Similarly, it was four days before Trump’s speech on the US South Asia Policy that Steve Bannon — the heart and soul of Fire and Fury — was fired.
In the final chapter, dedicated entirely to Bannon’s firing, Wolff narrates the questions then floating across the White House, especially vis-à-vis Chief of Staff Gen John F Kelly’s influence in policymaking.
Where exactly did the new chief of staff fit in Trump’s world? While Kelly stood somewhere right of center on the political spectrum and had been a willing tough immigration enforcer at Homeland Security, he was not anywhere near so right as Bannon or Trump. “He’s not hardcore” was Bannon’s regretful appraisal.”
It was in an October press conference that Gen Kelly lauded Pakistan’s efforts in rescuing the Canadian-American couple Joshua Boyle and Caitlan Coleman, “Let me just say the Pakistanis, they’re great partners in this regard that they are. And I don’t think — I think there’s been a change.”

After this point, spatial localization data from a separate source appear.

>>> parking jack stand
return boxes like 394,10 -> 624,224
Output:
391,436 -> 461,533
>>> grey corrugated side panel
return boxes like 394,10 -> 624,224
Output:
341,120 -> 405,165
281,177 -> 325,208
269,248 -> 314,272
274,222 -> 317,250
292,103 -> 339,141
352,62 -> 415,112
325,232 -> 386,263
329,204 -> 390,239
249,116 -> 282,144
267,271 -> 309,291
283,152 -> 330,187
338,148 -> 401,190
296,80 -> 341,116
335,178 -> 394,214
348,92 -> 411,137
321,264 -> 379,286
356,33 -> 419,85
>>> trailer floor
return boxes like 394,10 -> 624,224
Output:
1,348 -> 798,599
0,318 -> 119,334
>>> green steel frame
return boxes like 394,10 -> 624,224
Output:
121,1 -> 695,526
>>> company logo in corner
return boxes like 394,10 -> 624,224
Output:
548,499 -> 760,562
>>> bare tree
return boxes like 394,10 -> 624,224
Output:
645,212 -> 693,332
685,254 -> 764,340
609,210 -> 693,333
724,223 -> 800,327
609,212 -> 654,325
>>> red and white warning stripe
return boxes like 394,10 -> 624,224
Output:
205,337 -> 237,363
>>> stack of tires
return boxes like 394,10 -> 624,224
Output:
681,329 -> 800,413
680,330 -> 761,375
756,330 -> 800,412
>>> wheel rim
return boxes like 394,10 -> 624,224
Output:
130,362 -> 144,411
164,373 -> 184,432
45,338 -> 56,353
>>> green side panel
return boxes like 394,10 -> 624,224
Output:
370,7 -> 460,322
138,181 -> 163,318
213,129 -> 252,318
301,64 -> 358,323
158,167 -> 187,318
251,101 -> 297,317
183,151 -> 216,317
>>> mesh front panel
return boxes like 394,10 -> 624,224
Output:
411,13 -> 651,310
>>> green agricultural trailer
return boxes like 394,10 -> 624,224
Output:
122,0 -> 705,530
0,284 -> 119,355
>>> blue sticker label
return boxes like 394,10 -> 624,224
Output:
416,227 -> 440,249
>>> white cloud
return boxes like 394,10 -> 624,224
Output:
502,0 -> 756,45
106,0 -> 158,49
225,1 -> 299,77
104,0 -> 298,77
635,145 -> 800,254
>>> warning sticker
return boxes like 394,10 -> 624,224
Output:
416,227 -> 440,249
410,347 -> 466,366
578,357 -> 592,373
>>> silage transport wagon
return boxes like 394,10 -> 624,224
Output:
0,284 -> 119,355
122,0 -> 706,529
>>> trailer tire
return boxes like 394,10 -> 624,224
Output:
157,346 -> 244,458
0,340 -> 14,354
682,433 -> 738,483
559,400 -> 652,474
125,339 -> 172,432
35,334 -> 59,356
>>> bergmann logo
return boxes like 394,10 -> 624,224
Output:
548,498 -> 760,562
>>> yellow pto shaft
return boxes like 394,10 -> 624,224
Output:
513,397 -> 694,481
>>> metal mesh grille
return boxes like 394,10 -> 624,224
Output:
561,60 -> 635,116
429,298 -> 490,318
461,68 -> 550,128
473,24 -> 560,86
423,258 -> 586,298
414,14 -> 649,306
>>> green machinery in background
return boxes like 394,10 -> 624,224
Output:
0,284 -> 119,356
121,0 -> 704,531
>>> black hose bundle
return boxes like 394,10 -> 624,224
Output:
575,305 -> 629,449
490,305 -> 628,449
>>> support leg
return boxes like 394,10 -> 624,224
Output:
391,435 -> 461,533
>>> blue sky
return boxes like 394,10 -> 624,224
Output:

Meanwhile, “…the linchpin of Trumpism was China. The story of the next generation, he believed, had been written, and it was about war with China. Commercial war, trade war, cultural war, diplomatic war — it would be an all-encompassing war that few in the United States now understood needed to be fought, and that almost nobody was prepared to fight.”
And no war with China, especially one that currently pivots around wrestling control over Afghanistan, can be fought with Pakistan as an ally.
But let’s not mistake Fire and Fury for a commentary on Trump’s policies — domestic or foreign — and the many flaws that they have. In a nutshell, it is the reconfirmation of the many allegations surrounding the Trump regime — from internal chaos to downright incompetence.
The book cashes in on the most popular tropes that anyone mildly interesting in political reading frequently comes across, centred around the now established narrative that Trump is a disaster for humankind, and extrapolates those claims through unsubstantiated sources — and Bannon, who of course has more than just a bone to pick with Trump.
But at the same time Fire and Fury also helps establish why it is those that do not, or cannot, read that proved to be the differential in the last American elections.
For those looking to dig out a global offshoot, the book sums up the current US diplomacy as: “If the Trump White House was as unsettling as any in American history, the president’s views of foreign policy and the world at large were among its most random, uninformed, and seemingly capricious aspects. His advisers didn’t know whether he was an isolationist or a militarist, or whether he could distinguish between the two.”
And even though this is no major revelation, it is the manner in which Michael Wolff helps the reader sit next to those advisers that reaffirms everyone’s confirmation bias.